Reversal agents (e.g., diprenorphine, naltrexone, naloxone) should be given as quickly as possible to avoid the side effects of the immobilizing agents, which may include respiratory depression and cardiovascular issues, among others. Intravenous catheters should be placed and fluid therapy initiated, since bloat can cause the heart to race at a rate sufficient to cause heart failure.

Medication for shock and electrolytes are all essential in stabilizing the animal. Premature ventricular contraction (PVC) is often associated with bloat. If this arises, intravenous medications will also be needed to stabilize the heart rhythm.
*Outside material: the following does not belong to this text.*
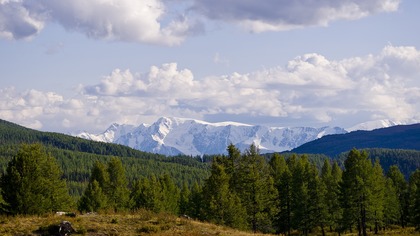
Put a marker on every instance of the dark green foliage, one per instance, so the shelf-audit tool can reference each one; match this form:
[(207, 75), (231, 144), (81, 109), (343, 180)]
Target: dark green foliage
[(156, 194), (331, 177), (356, 191), (32, 183), (395, 137), (116, 189), (93, 198), (414, 199), (401, 188), (220, 204)]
If the disturbed heart rhythm is noted early on, the animal’s prognosis for recovery is generally good.⁴ In the event of a chemically-immobilized animal’s death, post-mortem gas formation in the alimentary tract should be distinguished from ante-mortem bloating, which can be a cause of death in itself.^5,6

¹worlddeer.org.
²animalia.bio.
³animaldiversity.org.
⁴Wolfe, B. (2015). Bovidae (except sheep and goats) and antilocapridae. In Miller, R. E., Fowler, M. E. (eds) Zoo and Wild Animal Medicine. (Volume 8). St Louis, Missouri: Elsevier Saunders, 626-644.
⁵Lance, W. Exotic Hoof Stock Anesthesia and Analgesia: Best Practices. In: Proceedings, NAVC Conference 2008, pp. 1914-15.
⁶Arnemo, Jon & Kreeger, Terry. (2018). Handbook of Wildlife Chemical Immobilization 5th Ed. Sunquest Publishing, 2007, 432 pages.